Base CS from zero
The processor: multiple-choice review
Six questions that cut across the whole unit. None is a definition to recite — each makes you connect the instruction, the loop, the registers, and the bytes in memory into one working machine.
Confirm you can connect the pieces the lessons built separately: an instruction is an operation plus operands, the CPU runs them in the fetch-decode-execute loop driven by the program counter, registers hold the working values, and the whole program is just machine-code bytes in memory.
A program adds one million numbers in a loop. Why does the CPU keep the running total in a register instead of in main memory?
The CPU just finished executing a normal ADD instruction (not a jump). What happens to the program counter, and why?
A junior says: 'My code is written in Python, so the CPU runs Python directly.' What is wrong with this?
During the Decode step of the cycle, which part of the CPU does the work, and what is it producing?
Two memory cells at addresses 100 and 101 hold the bytes that encode an instruction. The same byte values also appear at addresses 200 and 201, where the program stores data. What makes one pair an instruction and the other pair data?
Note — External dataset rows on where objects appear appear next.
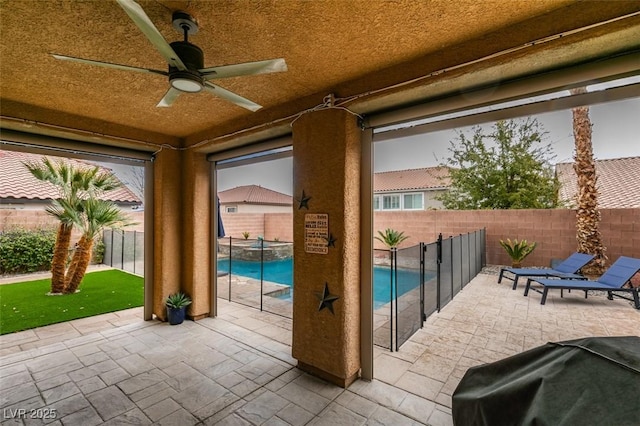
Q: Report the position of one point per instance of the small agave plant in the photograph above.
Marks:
(517, 250)
(391, 238)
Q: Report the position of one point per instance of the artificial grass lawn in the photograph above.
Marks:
(26, 305)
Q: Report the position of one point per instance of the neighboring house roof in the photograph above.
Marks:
(618, 183)
(17, 183)
(412, 179)
(254, 194)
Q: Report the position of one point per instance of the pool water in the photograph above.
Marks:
(281, 272)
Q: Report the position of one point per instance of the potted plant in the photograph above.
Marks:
(176, 307)
(517, 250)
(391, 238)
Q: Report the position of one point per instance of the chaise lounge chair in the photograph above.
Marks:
(618, 274)
(567, 269)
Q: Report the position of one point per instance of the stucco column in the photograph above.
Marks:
(326, 167)
(196, 230)
(167, 233)
(181, 230)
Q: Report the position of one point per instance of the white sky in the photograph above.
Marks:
(616, 134)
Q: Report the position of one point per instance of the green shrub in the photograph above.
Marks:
(98, 251)
(26, 250)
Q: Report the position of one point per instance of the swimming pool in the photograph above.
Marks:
(281, 272)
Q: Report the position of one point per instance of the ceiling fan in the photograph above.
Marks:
(187, 73)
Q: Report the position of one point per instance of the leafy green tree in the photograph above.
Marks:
(507, 167)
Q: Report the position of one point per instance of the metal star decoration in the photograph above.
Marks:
(303, 201)
(331, 241)
(326, 299)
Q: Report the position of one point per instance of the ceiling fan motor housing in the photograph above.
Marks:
(193, 58)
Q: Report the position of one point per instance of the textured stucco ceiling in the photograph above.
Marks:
(344, 47)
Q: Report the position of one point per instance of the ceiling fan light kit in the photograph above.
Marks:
(186, 73)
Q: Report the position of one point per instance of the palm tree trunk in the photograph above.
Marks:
(73, 266)
(59, 259)
(84, 257)
(587, 214)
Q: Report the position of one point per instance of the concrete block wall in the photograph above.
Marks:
(553, 230)
(278, 225)
(237, 223)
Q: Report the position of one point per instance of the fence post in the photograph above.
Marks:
(438, 262)
(261, 271)
(391, 257)
(111, 259)
(423, 315)
(122, 252)
(230, 251)
(395, 291)
(134, 252)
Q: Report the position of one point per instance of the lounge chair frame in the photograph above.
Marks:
(568, 269)
(613, 280)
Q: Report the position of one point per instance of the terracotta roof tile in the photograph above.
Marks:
(254, 194)
(618, 183)
(17, 183)
(411, 179)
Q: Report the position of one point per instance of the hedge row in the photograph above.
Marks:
(26, 250)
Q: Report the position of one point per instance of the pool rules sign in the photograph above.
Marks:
(316, 233)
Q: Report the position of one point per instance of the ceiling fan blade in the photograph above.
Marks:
(107, 64)
(140, 18)
(169, 97)
(247, 68)
(232, 97)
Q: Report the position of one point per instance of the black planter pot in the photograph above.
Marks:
(176, 315)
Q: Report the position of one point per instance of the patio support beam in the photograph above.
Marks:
(196, 232)
(167, 233)
(326, 167)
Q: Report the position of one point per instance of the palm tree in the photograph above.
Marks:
(391, 238)
(587, 214)
(95, 216)
(74, 184)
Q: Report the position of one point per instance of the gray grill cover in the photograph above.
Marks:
(591, 381)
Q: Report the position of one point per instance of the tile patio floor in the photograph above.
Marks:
(236, 369)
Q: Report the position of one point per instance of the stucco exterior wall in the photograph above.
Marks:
(256, 208)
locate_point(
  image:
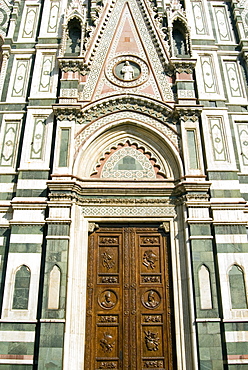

A program compiled for an Apple Silicon (ARM) Mac will not run as-is on an Intel (x86-64) laptop, even though both are 64-bit CPUs. Why?
The through-line of the unit is one machine. An instruction is an operation plus its operands; the CPU runs instructions in the fetch-decode-execute loop, with the program counter naming the next one and advancing by the instruction’s size unless a jump overrides it. Registers hold the working values at CPU speed because RAM is 100-300x slower. Decode is the control unit turning an opcode into control signals. And the whole program is just machine-code bytes in shared memory — instructions only because the program counter walks through them. The instruction set is the contract that decides which chip can run which bytes.